Beyond RAG: The Fix Isn't a Better Prompt

You read the first article, and maybe the second. Somewhere around the middle of the second one, you were waiting for me to give you the solution. You may have wondered if I had a better prompt template, or had figured out a setting which never gets turned on, or if there is one weird tool that makes this all work.

In truth, there is no prompt trick, special setting, or weird tool. I thought it would be a good idea to touch on the various issues connected with this topic over the course of multiple articles. But a LinkedIn reader jabbed me in the side in a nice but creative way, essentially asking me for the big reveal. That reader was right, and this is a very important topic that I really don’t think many people have found a solution to. So let’s finish the discovery of the solution together.

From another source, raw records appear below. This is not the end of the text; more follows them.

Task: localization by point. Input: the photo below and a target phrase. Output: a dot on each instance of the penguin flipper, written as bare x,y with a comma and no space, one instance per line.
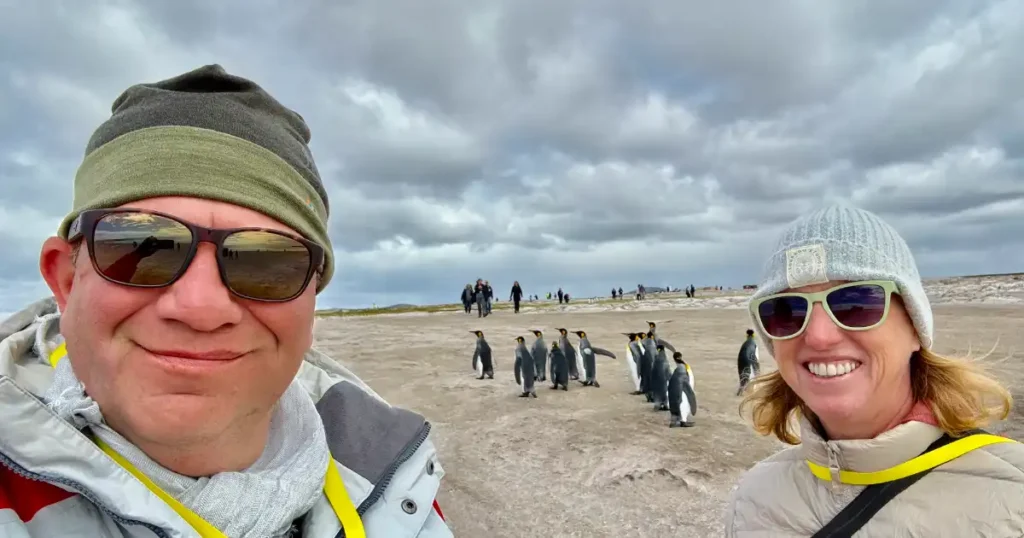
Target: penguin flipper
691,399
632,365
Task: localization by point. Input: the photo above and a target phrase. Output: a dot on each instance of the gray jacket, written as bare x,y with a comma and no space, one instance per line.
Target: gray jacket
384,454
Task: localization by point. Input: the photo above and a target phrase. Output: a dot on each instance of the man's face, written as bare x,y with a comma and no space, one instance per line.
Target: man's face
122,341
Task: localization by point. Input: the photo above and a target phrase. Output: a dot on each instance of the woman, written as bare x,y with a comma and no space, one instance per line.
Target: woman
516,295
857,369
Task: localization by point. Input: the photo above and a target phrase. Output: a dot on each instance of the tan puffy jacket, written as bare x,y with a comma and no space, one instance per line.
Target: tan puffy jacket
979,494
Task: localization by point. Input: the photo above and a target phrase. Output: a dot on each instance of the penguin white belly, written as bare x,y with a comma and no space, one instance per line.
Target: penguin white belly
631,363
683,411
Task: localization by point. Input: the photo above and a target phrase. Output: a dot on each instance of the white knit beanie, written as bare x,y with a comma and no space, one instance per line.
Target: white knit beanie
845,243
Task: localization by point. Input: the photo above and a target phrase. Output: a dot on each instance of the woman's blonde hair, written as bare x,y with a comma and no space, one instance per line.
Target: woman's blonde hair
962,395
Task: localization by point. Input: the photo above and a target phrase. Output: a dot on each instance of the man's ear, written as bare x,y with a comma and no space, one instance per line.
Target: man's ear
57,267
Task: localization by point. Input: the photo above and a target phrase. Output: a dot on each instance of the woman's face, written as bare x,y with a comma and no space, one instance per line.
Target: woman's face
878,383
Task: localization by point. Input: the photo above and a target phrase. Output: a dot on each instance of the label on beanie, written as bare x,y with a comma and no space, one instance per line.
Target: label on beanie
806,265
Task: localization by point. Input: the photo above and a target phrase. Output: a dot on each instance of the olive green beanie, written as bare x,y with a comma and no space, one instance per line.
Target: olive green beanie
206,134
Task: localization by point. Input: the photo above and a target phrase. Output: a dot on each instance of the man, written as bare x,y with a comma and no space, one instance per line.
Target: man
516,296
480,296
176,345
748,364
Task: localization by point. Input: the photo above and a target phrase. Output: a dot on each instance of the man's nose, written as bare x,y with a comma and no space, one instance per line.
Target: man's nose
200,298
821,332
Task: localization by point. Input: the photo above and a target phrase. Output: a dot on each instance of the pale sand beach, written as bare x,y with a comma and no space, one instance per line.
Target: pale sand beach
599,462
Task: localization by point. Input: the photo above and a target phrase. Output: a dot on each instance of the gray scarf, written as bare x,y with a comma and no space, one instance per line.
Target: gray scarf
260,501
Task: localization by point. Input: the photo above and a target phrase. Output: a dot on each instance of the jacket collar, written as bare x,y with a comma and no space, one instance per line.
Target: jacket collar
889,449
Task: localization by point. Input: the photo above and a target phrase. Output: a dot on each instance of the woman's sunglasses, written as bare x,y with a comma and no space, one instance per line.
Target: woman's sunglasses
148,249
854,306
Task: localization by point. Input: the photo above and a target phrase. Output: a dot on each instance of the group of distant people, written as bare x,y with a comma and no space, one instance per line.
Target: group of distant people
641,292
480,294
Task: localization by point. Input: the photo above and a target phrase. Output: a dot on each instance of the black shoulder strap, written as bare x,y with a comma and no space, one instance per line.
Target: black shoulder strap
869,501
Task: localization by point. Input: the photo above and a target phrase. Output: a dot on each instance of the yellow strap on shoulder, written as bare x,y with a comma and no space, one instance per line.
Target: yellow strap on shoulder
59,353
204,528
336,494
921,463
334,488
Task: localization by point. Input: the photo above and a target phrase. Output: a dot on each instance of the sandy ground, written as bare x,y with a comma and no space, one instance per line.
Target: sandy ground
598,462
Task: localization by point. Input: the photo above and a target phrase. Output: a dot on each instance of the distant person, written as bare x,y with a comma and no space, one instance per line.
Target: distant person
748,365
488,294
467,298
480,296
515,296
184,398
843,311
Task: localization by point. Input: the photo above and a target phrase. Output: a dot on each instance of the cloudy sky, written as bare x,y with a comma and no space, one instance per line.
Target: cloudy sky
583,143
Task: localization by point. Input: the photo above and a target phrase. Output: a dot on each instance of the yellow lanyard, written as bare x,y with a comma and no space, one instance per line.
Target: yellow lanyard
924,462
334,488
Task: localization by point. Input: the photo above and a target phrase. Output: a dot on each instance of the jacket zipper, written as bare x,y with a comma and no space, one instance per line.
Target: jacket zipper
382,485
379,488
22,471
834,466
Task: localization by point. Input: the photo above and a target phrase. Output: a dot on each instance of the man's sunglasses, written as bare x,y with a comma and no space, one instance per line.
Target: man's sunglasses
854,306
148,249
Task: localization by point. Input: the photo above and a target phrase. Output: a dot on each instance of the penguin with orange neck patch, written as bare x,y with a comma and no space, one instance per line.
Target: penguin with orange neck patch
682,399
589,355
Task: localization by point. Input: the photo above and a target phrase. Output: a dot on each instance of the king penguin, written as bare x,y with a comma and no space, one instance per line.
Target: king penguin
482,362
589,355
540,353
559,368
748,362
570,354
650,343
659,373
682,399
524,369
634,350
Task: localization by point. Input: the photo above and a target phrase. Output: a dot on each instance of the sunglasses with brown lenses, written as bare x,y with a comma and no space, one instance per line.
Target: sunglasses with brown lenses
150,249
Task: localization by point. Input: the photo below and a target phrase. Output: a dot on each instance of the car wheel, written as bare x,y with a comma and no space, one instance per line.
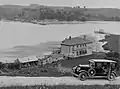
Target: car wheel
82,76
91,72
111,77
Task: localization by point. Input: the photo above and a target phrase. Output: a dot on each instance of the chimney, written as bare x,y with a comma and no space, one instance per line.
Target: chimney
84,37
69,37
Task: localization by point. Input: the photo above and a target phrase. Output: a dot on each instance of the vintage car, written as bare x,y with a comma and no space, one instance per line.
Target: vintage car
96,68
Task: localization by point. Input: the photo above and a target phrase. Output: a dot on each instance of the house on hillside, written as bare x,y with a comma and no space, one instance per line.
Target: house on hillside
29,61
76,47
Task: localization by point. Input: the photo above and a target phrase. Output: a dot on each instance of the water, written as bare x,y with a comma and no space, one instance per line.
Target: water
16,34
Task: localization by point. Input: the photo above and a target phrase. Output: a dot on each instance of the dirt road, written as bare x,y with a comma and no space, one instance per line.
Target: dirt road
8,81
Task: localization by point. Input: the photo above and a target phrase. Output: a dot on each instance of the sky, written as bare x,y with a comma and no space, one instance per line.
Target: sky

The reason your AI can’t find your documents, and can’t cite its sources, and gets worse the more files you give it, is not a problem you can fix at the prompt. It is not a problem you can fix with a bigger context window, or an agentic loop, or a smarter chunking strategy, or a reranker bolted onto the end of the pipeline. All of those are patches. They get you from “broken” to “broken in a different way”. None of them gets you to “problem solved”.

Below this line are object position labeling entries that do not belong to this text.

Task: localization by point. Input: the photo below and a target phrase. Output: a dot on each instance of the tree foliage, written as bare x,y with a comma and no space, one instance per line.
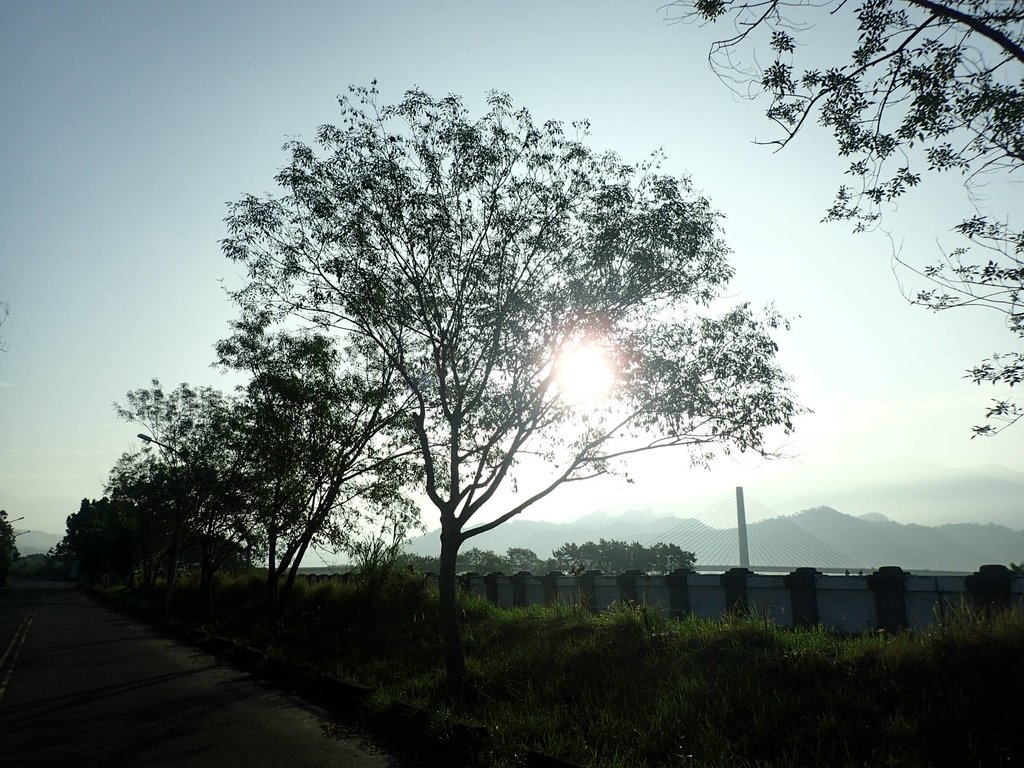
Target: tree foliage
922,86
611,556
473,255
321,469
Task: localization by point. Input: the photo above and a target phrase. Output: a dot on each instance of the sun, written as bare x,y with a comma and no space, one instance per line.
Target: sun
585,374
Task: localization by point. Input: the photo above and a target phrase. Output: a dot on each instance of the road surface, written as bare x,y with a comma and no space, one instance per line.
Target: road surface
81,685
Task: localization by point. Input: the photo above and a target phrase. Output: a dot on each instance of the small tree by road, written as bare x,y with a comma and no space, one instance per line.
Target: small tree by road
8,551
502,267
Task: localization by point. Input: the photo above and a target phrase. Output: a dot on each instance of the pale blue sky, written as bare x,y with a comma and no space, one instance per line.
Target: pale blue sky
128,126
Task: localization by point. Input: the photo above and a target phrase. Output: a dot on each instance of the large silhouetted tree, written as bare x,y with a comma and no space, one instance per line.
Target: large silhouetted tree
477,255
906,87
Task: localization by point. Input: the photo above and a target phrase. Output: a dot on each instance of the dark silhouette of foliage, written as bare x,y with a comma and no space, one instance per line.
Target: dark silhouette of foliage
611,556
926,86
101,537
473,255
320,464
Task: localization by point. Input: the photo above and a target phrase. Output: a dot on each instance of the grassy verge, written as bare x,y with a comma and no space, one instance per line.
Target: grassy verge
631,688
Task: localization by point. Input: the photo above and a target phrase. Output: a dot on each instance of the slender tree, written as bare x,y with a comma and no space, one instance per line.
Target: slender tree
197,432
8,550
321,462
488,259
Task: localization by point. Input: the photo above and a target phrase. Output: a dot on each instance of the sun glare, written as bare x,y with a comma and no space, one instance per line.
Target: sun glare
585,374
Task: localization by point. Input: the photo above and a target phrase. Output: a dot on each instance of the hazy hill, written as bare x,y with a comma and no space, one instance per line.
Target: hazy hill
36,542
821,537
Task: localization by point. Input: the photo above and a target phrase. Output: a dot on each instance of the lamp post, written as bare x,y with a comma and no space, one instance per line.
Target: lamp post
172,566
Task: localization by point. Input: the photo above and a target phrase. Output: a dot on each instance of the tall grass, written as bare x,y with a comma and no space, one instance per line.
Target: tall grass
629,687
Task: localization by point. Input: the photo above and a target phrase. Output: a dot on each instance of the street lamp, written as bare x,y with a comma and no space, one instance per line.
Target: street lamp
172,566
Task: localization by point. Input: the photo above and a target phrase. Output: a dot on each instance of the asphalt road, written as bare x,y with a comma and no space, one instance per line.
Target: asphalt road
81,685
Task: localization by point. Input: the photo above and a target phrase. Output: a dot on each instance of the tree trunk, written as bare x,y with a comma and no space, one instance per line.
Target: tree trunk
455,658
271,583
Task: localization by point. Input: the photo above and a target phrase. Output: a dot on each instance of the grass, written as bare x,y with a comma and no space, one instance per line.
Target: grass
629,687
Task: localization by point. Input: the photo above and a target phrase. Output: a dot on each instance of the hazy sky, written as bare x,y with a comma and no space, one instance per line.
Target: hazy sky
129,125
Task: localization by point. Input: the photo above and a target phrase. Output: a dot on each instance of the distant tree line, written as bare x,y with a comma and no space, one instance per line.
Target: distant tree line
294,460
606,555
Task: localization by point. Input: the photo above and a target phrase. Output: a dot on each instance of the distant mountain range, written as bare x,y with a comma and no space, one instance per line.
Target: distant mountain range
820,537
36,542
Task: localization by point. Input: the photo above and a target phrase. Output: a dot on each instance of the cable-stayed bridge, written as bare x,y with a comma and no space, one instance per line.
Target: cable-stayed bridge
744,532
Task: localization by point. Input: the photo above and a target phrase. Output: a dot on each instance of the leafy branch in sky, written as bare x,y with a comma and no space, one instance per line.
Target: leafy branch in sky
906,87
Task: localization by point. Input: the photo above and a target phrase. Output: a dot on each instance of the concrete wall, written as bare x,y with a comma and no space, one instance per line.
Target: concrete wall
888,599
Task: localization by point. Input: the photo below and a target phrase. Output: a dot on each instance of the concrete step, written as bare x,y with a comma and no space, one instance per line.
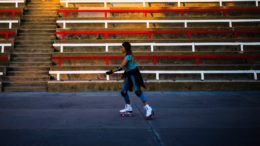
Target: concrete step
20,88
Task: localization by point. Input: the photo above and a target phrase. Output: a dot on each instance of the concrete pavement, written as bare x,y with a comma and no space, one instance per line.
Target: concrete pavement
91,118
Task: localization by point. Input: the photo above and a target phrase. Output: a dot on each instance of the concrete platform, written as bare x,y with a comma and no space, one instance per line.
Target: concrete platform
91,118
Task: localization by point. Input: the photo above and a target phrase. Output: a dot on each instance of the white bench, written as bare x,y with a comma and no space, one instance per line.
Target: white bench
153,1
147,22
157,73
13,1
10,22
3,45
152,45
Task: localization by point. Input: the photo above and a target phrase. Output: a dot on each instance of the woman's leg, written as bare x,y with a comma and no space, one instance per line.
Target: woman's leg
138,90
124,91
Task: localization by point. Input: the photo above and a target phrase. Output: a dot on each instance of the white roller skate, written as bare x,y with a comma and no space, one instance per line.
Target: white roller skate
127,111
149,112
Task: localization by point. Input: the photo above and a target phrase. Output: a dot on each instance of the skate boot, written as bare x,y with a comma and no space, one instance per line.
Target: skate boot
127,111
149,112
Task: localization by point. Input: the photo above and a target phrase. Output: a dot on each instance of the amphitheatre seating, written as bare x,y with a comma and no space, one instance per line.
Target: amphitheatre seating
192,45
149,22
11,12
176,45
4,46
157,73
13,2
180,11
150,34
143,2
5,34
162,59
10,23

What it takes to actually work is a different architecture. Not a different prompt, or a different model. Not a different vector database. What is needed is a different foundation. And the reason you probably haven’t seen it yet is that building it takes years of engineering, and the AI industry spent the last three years raising capital on the easier thing.

The Fixes People Try First

Before I tell you what works, let me knock down the four things people try when they realize RAG is letting them down. You’ve probably tried at least one of these. You may be in the middle of evaluating a vendor right now who is promising you one of them.

Better prompts. You write a longer system prompt. You add instructions like “only answer if you are confident the source supports the claim” or “cite the exact page number.” The AI ignores you when it feels like ignoring you. Prompts are suggestions, not guarantees. The model’s confidence is unrelated to whether the underlying retrieval actually found the right fragment. You are politely asking a system that retrieves by mathematical similarity to stop doing what it was built to do.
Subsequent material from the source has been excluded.